At the time P&G bought the Iams business from entrepreneur Clayton L. Mathile, the company said it intended to keep the Iams headquarters in Vandalia for at least three to four years while P&G learned more about the pet food business, said Durk Jager, who was then P&G’s chairman and chief executive. Since 1999, sales of Iams and Eukanuba products by P&G —renowned for its marketing prowess — have more than doubled.

As Queen said 'Another one bites the dust.' It is little wonder that Iams would want to leave the hostile business environment that Montgomery County Commissioners and the Mayor of Dayton have created for the far greener pastures that Mason and Warren County are to businesses.
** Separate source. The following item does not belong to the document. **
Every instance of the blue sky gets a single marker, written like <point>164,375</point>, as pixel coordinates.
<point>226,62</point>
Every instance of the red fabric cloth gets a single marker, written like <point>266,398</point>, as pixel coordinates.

Time to shake up Montgomery County leadership and also vote out Rhine McLin. What happens in Dayton doesn't stay in Dayton, it spreads throughout the region.
Gwen
1:13 AM, 5/31/2009
This isn't just a Vandalia problem (actually Vandalia has done a very good job of keeping Iams around this long with the armpit of Ohio just to the south of it). It's more of a Dayton problem. Dayton wasn't that bad 10 years ago. I hate to blame everything on politics, but it seems that the last 8 years have been some of the worst for Dayton. I think that this election, I'm voting against Rhine Mclin. Hopefully, we can get someone in there who has actually owned a business.
Bob
10:37 PM, 5/29/2009
Once again, another prominent business with a solid payroll says "Goodbye Dayton" ( I know, it's Vandalia!)while our so-called leaders wring their hands and did nothing over the years to keep it. Any bets on how soon NCR is out-a-here? Then we're left with the remains of Lexis/ Nexis & WPAFB to keep this all going. fat chance. I don't think anybody in Dayton / Montgomery County knows anything about economic development; there's no evidence of it.
Down on Dayton
5:42 PM, 5/29/2009
I personally believe Iams as a company needs to be shut down. I'm a member of PETA and their undercover investigation of the company prooved nothing except how they treat their some 70 "test dogs." Let's just say I won't EVER buy Iams after seeing those pictures.
Allison
4:30 PM, 5/29/2009
Dayton wasted millions of dollars on the "largest fountain in the world". I guess they found out that squirting water into the air has some inborn limitations. I still can hardly believe they spent that much money with so little engineering. I guess engineering is dead in Dayton. The Wright brothers would be ashamed. Stupid is as stupid does, Forest.